You can also automate your backups so that a copy of all your newly created files or attachments in your business apps are added to your backup folder.

Getting started with automating your work is the biggest ongoing productivity gain you can make. Over time, you will adjust your whole mindset to be more focused on managing processes and eliminating duplicative and repetitive work.

What hacks are you using to make your business more productive? Share them in the comments.

 


Christophe Primault is the CEO of CloudWork, an integration service that links your business apps in the cloud. He is also co-founder and CEO of the business app marketplace, GetApp.com.

Discussion

  1. Jonathan Clift on the 13th August

    The biggest tip for productivity I can offer is to make sure you have a startup routine every morning before you start any work. It sounds boring but one of the biggest reasons people procrastinate and end up not getting things done is because they start working without really understanding what needs to be done and what will make the day a productive one.

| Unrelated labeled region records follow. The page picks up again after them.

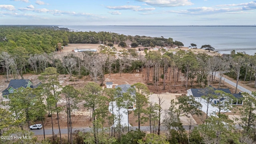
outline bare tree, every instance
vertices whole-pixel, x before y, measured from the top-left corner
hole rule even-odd
[[[244,58],[241,56],[237,56],[234,58],[232,60],[232,67],[234,72],[236,74],[236,93],[237,91],[237,86],[239,81],[240,76],[240,69],[243,66],[244,62]]]
[[[28,59],[28,63],[33,68],[34,74],[37,73],[37,56],[35,54],[34,56],[30,55]]]
[[[0,62],[2,66],[6,70],[6,81],[9,81],[9,76],[10,75],[10,67],[13,63],[13,59],[8,52],[3,52],[0,54]]]
[[[97,77],[98,76],[100,76],[103,78],[104,74],[102,69],[105,60],[105,57],[98,53],[94,53],[91,55],[86,53],[84,54],[84,66],[90,72],[90,76],[94,79],[94,82],[98,81]]]
[[[76,59],[68,56],[64,56],[62,58],[63,66],[68,74],[69,74],[70,81],[72,81],[72,71],[74,70],[76,64]]]

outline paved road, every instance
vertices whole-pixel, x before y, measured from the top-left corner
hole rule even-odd
[[[189,126],[184,125],[183,127],[187,130],[189,130]],[[135,130],[136,128],[138,128],[138,126],[131,126],[130,127],[130,130]],[[152,127],[152,128],[153,128]],[[161,130],[164,130],[165,129],[165,127],[164,126],[161,127]],[[80,131],[83,131],[84,132],[87,132],[90,131],[91,130],[90,128],[73,128],[72,129],[72,131],[74,132],[76,130],[79,130]],[[143,131],[149,131],[150,127],[149,126],[140,126],[140,130]],[[35,135],[44,135],[44,130],[42,128],[40,130],[32,130],[31,131],[33,132],[34,133]],[[59,134],[58,129],[54,129],[53,131],[54,134]],[[46,135],[52,134],[52,130],[51,129],[44,129],[44,132]],[[60,129],[60,132],[62,134],[68,134],[68,129],[67,128],[61,128]]]
[[[192,126],[192,127],[197,126],[197,125],[194,125]],[[238,124],[236,125],[236,127],[237,129],[240,129],[240,128]],[[184,125],[183,127],[187,130],[189,130],[189,125]],[[138,128],[138,126],[131,126],[130,127],[130,130],[135,130],[136,128]],[[165,130],[165,127],[163,126],[161,126],[161,130],[162,131],[164,131]],[[73,132],[74,131],[76,130],[79,130],[80,131],[83,131],[84,132],[87,132],[90,131],[91,130],[91,128],[74,128],[72,129],[72,131]],[[140,126],[140,130],[144,132],[149,132],[150,131],[150,127],[149,126]],[[34,133],[35,135],[44,135],[44,131],[42,128],[40,130],[31,130],[32,132],[33,132]],[[54,134],[59,134],[59,129],[53,129],[54,132]],[[46,135],[50,135],[52,134],[52,131],[51,129],[45,129],[44,130],[45,133]],[[60,129],[60,132],[61,132],[61,134],[68,134],[68,129],[67,128],[62,128]]]
[[[219,77],[219,73],[216,73],[216,76],[217,77]],[[228,83],[231,85],[236,87],[236,83],[233,82],[232,81],[229,80],[228,79],[225,78],[224,77],[222,78],[222,80],[224,81],[224,82]],[[237,88],[241,91],[243,92],[246,92],[250,94],[252,94],[252,91],[247,90],[247,89],[244,88],[242,86],[238,85],[237,86]],[[183,127],[186,130],[189,130],[189,126],[188,125],[184,125]],[[236,127],[237,128],[240,128],[238,124],[236,125]],[[131,129],[135,130],[136,128],[138,128],[138,126],[132,126],[131,127]],[[165,130],[165,128],[164,127],[161,127],[161,130]],[[149,126],[141,126],[140,130],[143,131],[149,131],[150,127]],[[84,131],[84,132],[87,132],[90,131],[91,130],[91,128],[74,128],[72,129],[72,131],[74,132],[76,130],[79,130],[81,131]],[[55,134],[58,134],[59,133],[59,129],[54,129],[53,130]],[[44,134],[44,131],[43,129],[41,129],[40,130],[31,130],[34,133],[34,134],[36,135],[43,135]],[[62,128],[60,129],[60,132],[62,134],[68,134],[68,129],[67,128]],[[52,134],[52,129],[45,129],[45,134]]]
[[[220,77],[220,76],[219,76],[219,72],[216,72],[216,77],[217,77],[217,78]],[[225,78],[224,77],[222,77],[222,80],[223,80],[224,82],[228,83],[228,84],[232,85],[235,88],[236,86],[236,83],[234,82],[227,78]],[[237,86],[237,89],[240,90],[242,92],[246,92],[249,93],[250,94],[252,94],[251,91],[247,90],[246,88],[244,88],[242,86],[240,86],[239,84]]]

    Every morning I try to have a startup routine which starts with the simple question of “What will make today a productive day”. I then take a look at my long list of todos, decide what is essential but also what will make the day productive and focus on only adding the bare minimum that will make the day productive. If you finish those tasks and have time for more then it’s all gravy, you get the positives of a 100% completion and then some. However, if you set out too many tasks and don’t finish them all, you end up feeling the negatives effects of not quite getting that 100% completion and the following day you pile on even more tasks in an attempt to catch up, placing you in a vicious circle.